This morning at the gym, I watched the first half of the Biggest Loser Finale. I love the finale episodes – it’s always so fun to see exactly how far they’ve come! Though I really wish they’d do away with the contestants first appearing in those awful party outfits – the girls are always stuffed into their satin shiny dresses, while the men are wearing tight Euro-style suits… and I swear they don’t look that different than their before pictures! To me, the big reveal is when they change into their workout attired and I can compare them to the mental pictures I’ve had of them from the whole season (not to mention all the times they flash back to them on the scale).
But I digress – instead of commenting on the poor wardrobe choices, today I want to talk about one of the quotes that the show keeps highlighting. “What if I get in there and I can’t do it?” says Ashley. “But what if you get in there and you CAN?” counters her mom Sherry. Brilliant.

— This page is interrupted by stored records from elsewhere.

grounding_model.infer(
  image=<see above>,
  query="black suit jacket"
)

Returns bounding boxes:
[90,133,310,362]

I think you have to take this quote in two ways. First, you have to believe in yourself. As I discussed yesterday, without a goal, you won’t get anywhere. However, I also think the contrasting attitudes of Ashley and Sherry are important to note. In doing a marathon, you have to believe in yourself, yes; but you also have to prepare for every eventuality. If you’ve trained properly, of course you can get to the finish – don’t you dare doubt that for a second! But if you’re trying to go for a specific time goal… ah, here is where the doubt comes in.
While experienced marathoners are often going for “negative splits” (meaning you do the first half at a slower pace than you do the second), I usually aim to run “positive splits” with my pace groups (first half slightly faster than the second). Inevitably, your body starts to get tired in the second half of a race, so the amount of effort it takes to do a certain time in the first half is going to be very different than the effort it takes to hit that same time in the second half. Even on the double loop course of the New Jersey Marathon, where both halves were the same and therefore the same level of difficulty, we naturally slowed down in the second half. Therefore, I like to advise building in that natural fatigue to your pacing goals.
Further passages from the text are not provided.